It gets difficult at night. Always at night.
So many bad dreams.
I can’t tell if I’m excited for Christmas or apprehensive.
It’s weird, any time of “big” celebration, birthdays, christmasses, etc, has always made me feel a little empty inside, the classic borderline void seems to grow, and I can’t really put my finger on why. It’s been like this ever since I was a kid though.
Maybe it’s because the year is coming to and end and I feel I’ve accomplished absolutely nothing.

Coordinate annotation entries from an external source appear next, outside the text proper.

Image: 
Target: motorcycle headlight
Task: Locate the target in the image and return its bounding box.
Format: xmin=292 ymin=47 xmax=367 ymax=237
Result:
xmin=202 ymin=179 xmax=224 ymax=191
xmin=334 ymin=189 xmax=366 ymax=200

I woke up during the night and in the darkness, I felt so alone with my thoughts, and I suddenly became overwhelmed by the thought of, “Can I do this forever? Do I want to? Do I see a future? My past has been bleak, the bad outweighs the good for the most part, and I don’t think I can escape it. I don’t think I belong here, life is only going to get harder, and I don’t want to always be drowning in my own misery for the rest of my life”
Cue to thoughts of suicide. Ones I’ll never go through with, of course.
But I don’t fear the thoughts, I just feel relieved and free.
It’s no fun living with a brain that cannot slow down, cogs constantly turning, every minor thing feels like a catastrophe.
Despite how much I complain, I feel a deep closeness with myself. My own best friend and my own worst enemy, I always say. I hate the way my mind works, yet I love the way my mind works.